MTSAM: Multi-Task Fine-Tuning for Segment Anything Model

Part of International Conference on Representation Learning 2025 (ICLR 2025) Conference

Bibtex Paper

Authors

Xuehao Wang, Zhan ZHUANG, Feiyang YE, Yu Zhang

Abstract

The Segment Anything Model (SAM), with its remarkable zero-shot capability, has the potential to be a foundation model for multi-task learning. However, adopting SAM to multi-task learning faces two challenges: (a) SAM has difficulty generating task-specific outputs with different channel numbers, and (b) how to fine-tune SAM to adapt multiple downstream tasks simultaneously remains unexplored. To address these two challenges, in this paper, we propose the Multi-Task SAM (MTSAM) framework, which enables SAM to work as a foundation model for multi-task learning. MTSAM modifies SAM's architecture by removing the prompt encoder and implementing task-specific no-mask embeddings and mask decoders, enabling the generation of task-specific outputs.
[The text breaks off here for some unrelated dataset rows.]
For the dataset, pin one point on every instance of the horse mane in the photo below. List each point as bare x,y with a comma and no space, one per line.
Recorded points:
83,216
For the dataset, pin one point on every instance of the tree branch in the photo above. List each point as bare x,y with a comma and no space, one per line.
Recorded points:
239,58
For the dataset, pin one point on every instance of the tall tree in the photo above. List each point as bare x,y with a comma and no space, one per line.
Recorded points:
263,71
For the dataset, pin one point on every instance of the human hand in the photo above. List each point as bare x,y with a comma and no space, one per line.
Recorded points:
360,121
Furthermore, we introduce Tensorized low-Rank Adaptation (ToRA) to perform multi-task fine-tuning on SAM. Specifically, ToRA injects an update parameter tensor into each layer of the encoder in SAM and leverages a low-rank tensor decomposition method to incorporate both task-shared and task-specific information.Extensive experiments conducted on benchmark datasets substantiate the efficacy of MTSAM in enhancing the performance of multi-task learning. Our code is available at https://github.com/XuehaoWangFi/MTSAM.